Kaiser Permanente Health Research News Oct 11, 2017

A decade ago, Kaiser Permanente in Southern California sought to improve access to primary care by expanding patient services outside of hospitals and medical offices. They considered the possibility of offering health care at an actual worksite, just like Kaiser Permanente founders Sidney Garfield, MD, and Henry J. Kaiser did early in the development of what is now the nation’s largest integrated health system.

At the same time, California Steel Industries in Fontana, California, put out a request for proposals to build a primary care clinic at their worksite. Kaiser Permanente won the contract, and it changed health care significantly for many of the company’s 1,000 employees.

A research found that in the seven years since the clinic opened, primary care visits among employees and their family members insured by Kaiser Permanente increased, and the rate of urgent care and emergency department visits decreased.

“This is a model for the future,” said Paul M. Minardi, MD, senior author on the research article and the medical director of Business Management for Southern California Permanente Medical Group. “With this model, we can bring primary care directly to people so we can provide timely preventive care, and avoid long-term implications of chronic conditions and unmanaged health needs.”

The study on the pilot project was published in the Journal of Evaluation in Clinical Practice. It compared California Steel employees who were Kaiser Permanente members with a control group of Kaiser Permanente members who lived in the same area, but did not work at California Steel.

The study found that:
  • California Steel employees and their families had an increase in primary care visits of 43 percent, while the control group had an increase of 4 percent.
  • California Steel employees and their families had a decrease in urgent care visits of 43 percent, while the control group had a decrease of 5 percent.
  • California Steel employees and their families had a decrease in emergency room visits by 4 percent, while the control group had an increase of 8 percent.
  • While the rate of primary care visits increased for the California Steel employees by 96 percent, it only increased by 15 percent for their dependents.
“This research explores what happens when primary care is easily available,” said lead author David Glass, PhD, a Kaiser Permanente research scientist at the Department of Research & Evaluation in Southern California. “Although this was one small pilot, we learned a lot from it and were gratified to see decreases in urgent care and emergency room visits.”

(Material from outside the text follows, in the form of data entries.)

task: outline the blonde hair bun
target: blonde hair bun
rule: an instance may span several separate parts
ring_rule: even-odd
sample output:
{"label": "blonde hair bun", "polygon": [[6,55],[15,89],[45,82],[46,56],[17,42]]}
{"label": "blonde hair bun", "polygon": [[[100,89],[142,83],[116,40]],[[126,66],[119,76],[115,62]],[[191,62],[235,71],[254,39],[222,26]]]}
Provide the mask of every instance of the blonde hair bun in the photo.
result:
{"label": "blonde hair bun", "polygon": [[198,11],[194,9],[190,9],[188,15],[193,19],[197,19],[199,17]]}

While the rate of primary-care visits increased for the California Steel employees by 96 percent from the pre- to post-intervention period, it only increased by 15 percent for their dependents.

Glass also noted that due to the employees’ higher rate of primary care visits and a limited number of costly inpatient stays, there were no cost savings overall from the project. If researchers looked at dependents alone, though, they found that there was a cost savings.

“There has been a widespread belief that if patients had more access to primary care that costs would go down because there would be fewer high-cost visits to urgent care and emergency departments,” said Glass. “But the reality is much more complicated than that.”

The researchers hope to explore what happens when they work with larger employers.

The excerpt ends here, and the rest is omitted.